It should go without saying that America is also competitive, and that's putting it lightly. If one country figures out how to do something, anything, America wants the information, too, and he wants to make it better than the original. He views the world in his capitalist goggles, putting everything into a perspective that dictates power and standing by the cool things you have in your backyard because of all the money you make one-upping those other guys across the ocean. In the more pertinent case of Russia, the Soviet Union in 1975, for example, the nation started exploring space and putting heavy emphasis on education to help it grow. In response to this, America began a space program and enforced higher education nationwide, sparking the beginning of the Space Race of 1952. It was a competition so important it meant the world and everything outside of it to Americans when Lance Armstrong stepped onto the moon in 1969, signaling victory in the final frontier. However, even with his competitive nature and his need to be in the spotlight, if someone else has the attention in a group meeting, he won't make an effort to shine the light back on him; he no longer cares about being the center of attention once it's passed on to another.
America believes in the existence of aliens, houses one named Tony in his home, and is a horror movie/fiction junkie despite the terror he undergoes upon indulging in them. He continuously puts himself through the core of his nightmares with the reason that heroes, like himself, should be able to handle some slasher flicks. As shown in one doodle, America is depicted as a colony-baby reading a horror story with England behind him reminding him that he was told not to do so. In America's attempts to prove himself as a big damn hero, he's even taken his ability to handle horror into account since childhood. He'll pretend not to be scared, for as long as a calm demeanor of his can last, only for him to go home, curl up in bed, and, if he was lucky, pull whoever he could into bed with him to make sure nothing happens while he falls asleep; if said person falls asleep before him, he will throw a fit, and it will be a loud, flailing fit. When he has friends to watch movies with, he has the habit of clinging to them for dear life, screaming at the top of his lungs, reduced to a blubbering goo of terrified. In modern times, this poor soul is typically Japan, as America grows to have a fondness for Japanese horrors. This, in itself, could define his immunity to the horrors of battle, gore, and all the tangible aspects of fear, while he's unprepared for the unseen and suspenseful aspects all together (see: Vietnam).

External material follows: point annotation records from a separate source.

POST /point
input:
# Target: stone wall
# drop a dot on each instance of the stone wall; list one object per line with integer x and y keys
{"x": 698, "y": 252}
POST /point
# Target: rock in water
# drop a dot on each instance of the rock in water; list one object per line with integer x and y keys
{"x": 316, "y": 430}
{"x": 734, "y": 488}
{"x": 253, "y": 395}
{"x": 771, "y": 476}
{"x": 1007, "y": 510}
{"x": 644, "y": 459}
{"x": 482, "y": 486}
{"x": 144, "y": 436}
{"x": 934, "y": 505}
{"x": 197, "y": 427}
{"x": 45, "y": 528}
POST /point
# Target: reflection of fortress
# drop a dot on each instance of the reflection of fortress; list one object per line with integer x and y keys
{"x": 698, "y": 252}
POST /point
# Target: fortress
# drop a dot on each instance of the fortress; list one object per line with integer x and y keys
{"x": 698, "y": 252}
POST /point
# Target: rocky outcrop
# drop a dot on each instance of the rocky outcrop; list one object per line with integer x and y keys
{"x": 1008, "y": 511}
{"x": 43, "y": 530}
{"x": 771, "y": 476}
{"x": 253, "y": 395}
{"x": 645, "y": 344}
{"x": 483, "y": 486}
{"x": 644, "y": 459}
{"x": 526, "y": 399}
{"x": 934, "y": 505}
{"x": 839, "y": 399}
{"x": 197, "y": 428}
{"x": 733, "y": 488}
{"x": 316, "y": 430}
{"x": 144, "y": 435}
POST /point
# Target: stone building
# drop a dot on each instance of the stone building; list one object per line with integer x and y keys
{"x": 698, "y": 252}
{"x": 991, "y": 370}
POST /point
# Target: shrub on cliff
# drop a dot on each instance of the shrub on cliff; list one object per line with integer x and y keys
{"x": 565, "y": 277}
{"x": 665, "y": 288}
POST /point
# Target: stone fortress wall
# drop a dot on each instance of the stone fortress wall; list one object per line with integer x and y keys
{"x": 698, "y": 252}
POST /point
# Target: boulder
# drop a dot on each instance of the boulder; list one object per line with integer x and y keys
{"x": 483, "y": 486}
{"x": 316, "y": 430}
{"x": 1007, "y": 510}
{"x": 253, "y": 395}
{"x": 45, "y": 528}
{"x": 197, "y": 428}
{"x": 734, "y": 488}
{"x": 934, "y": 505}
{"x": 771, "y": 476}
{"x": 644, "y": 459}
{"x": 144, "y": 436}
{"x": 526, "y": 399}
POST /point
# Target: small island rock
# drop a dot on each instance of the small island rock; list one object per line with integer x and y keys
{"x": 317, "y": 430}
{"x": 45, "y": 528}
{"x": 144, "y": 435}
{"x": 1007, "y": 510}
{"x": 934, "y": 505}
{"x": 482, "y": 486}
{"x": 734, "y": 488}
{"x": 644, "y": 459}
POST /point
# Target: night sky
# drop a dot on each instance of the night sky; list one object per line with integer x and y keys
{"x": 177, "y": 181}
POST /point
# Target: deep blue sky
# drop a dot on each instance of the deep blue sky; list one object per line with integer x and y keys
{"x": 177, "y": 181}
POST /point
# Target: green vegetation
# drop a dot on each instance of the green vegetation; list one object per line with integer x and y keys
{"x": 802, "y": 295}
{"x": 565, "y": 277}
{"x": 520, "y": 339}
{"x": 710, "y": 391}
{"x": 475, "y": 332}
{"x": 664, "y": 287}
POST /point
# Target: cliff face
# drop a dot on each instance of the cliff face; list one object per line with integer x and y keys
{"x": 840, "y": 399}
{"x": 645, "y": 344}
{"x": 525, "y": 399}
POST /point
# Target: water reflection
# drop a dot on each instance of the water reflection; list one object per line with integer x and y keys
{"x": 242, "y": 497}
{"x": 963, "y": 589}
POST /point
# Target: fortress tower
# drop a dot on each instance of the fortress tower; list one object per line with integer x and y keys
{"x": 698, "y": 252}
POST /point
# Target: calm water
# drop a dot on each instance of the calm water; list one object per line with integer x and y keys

Nostalgic and sentimental to his core, he has a problem with getting rid of things that remind him of something else. With his insecurity as a nation without as much history as the rest of the world, the things that he can deem historical remnants are of utmost value to him, since the material objects can stand for his history more than the two-hundred years can against a European's hundreds, soon to be thousands. This need to hold onto things is more so of a problem when it comes to objects that remind him of England, as their past is rocky and, to put it simply, tragic in its short-lived way. Having been raised by England, he finds it difficult to let their history go, despite the effort he puts into teasing and tormenting England with his false-ignorance. Certain things that mean something personal to him, as seen in the Storage Room Cleaning strips, are typically taken to a whole new level of secretive hiding. While he can't toss them away, he rarely wants to ever see them, much less others. Lithuania has been the only one to actually come into contact with America's hidden treasures, to which America didn't protest more than informing him that England was on his way and to hide everything.